In contrast, individuals with HLRCC-associated renal carcinoma should be treated more aggressively, and these patients often undergo radical nephrectomy given the aggressive nature and highly metastatic potential of these cancers [33]. Individuals with HLRCC are less likely to develop bilateral tumors [10], although a single case with bilateral tumors has been reported [14]. The more typical, unilateral presentation favors aggressive resections to minimize the possibility of recurrence rather than less aggressive surgery that spares normal renal tissue in order to preserve long-term renal function.

The identification of HLRCC in this particular family is also representative of the utility of genetic testing and screening of at-risk relatives. The autosomal dominant inheritance pattern of HLRCC means that all first-degree relatives are at 50% risk of the condition. The average age of onset of renal cancer is 44 years in the North American HLRCC population and 43 years in the French HLRCC population [7, 12]. We recommend that at-risk individuals should be screened with annual abdominal/pelvic MRI, although some authors recommend either CT or MRI [24]. Once a lesion concerning for renal cancer is identified, intervals in screening should be decreased and follow-up evaluation with FDG-PET scans is recommended. When the concerning lesion reaches radiographic or clinical criteria that are not yet well defined, radical nephrectomy is recommended due to the aggressive nature of renal cancers seen in HLRCC. Although there are no clearly defined radiographic criteria, a mass that clearly appears to be a tumor, even when less than 1 cm in size, should be immediately removed, possibly with radical nephrectomy. Indeterminate lesions and complex cysts should be monitored with shorter intervals than annual surveillance. Given the recent reports of young onset renal cancer in an individual with HLRCC, predictive genetic testing and asymptomatic surveillance has been suggested as early as age 5 [34]. We advocate for predictive genetic testing and asymptomatic screening for HLRCC associated renal tumors beginning at age 18 with annual abdominal/pelvic MRI. As the patient ages, it is reasonable to consider incorporating abdominal/pelvic CT alternating with abdominal/pelvic MRI annually, although our preference is to minimize radiation and rely on MRI.

Management of cutaneous and uterine leiomyomata is symptomatic, however the risk of leiomyosarcoma needs to be considered.

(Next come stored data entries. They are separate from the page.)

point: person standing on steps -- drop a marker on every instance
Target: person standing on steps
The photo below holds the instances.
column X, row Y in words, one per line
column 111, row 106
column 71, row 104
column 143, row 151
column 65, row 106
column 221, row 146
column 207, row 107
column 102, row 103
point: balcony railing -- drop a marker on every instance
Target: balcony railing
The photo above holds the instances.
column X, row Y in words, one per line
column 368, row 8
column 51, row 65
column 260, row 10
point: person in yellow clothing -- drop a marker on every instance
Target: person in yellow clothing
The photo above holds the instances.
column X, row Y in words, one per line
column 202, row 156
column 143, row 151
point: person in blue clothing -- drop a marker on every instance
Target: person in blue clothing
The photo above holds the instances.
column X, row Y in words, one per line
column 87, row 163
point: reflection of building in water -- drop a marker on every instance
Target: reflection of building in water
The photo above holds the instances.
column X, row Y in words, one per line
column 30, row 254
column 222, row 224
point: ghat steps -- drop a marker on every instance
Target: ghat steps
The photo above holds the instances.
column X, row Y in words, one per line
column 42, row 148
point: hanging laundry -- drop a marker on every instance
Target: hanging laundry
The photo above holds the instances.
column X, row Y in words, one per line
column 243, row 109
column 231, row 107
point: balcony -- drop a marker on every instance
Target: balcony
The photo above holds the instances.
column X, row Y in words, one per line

Screening and management guidelines are evolving and range from screening with annual transvaginal ultrasound and strong consideration of prophylactic hysterectomy once childbearing is complete to a more conservative approach with the consideration of hysterectomy as needed for management of uterine leiomyomas [11, 35].

In this family, the ability to make a clinical diagnosis of HLRCC was diminished by the relatively few at-risk female family members in a condition where one of the primary features is uterine leiomyomata. Here we demonstrate the importance of pathology review in an accurate risk assessment and differentiating this condition from the other hereditary cancer syndromes in the presence of familial renal cancer. A detailed review by an experienced pathologist is essential in making the diagnosis and aiding in decisions of surgical and medical management.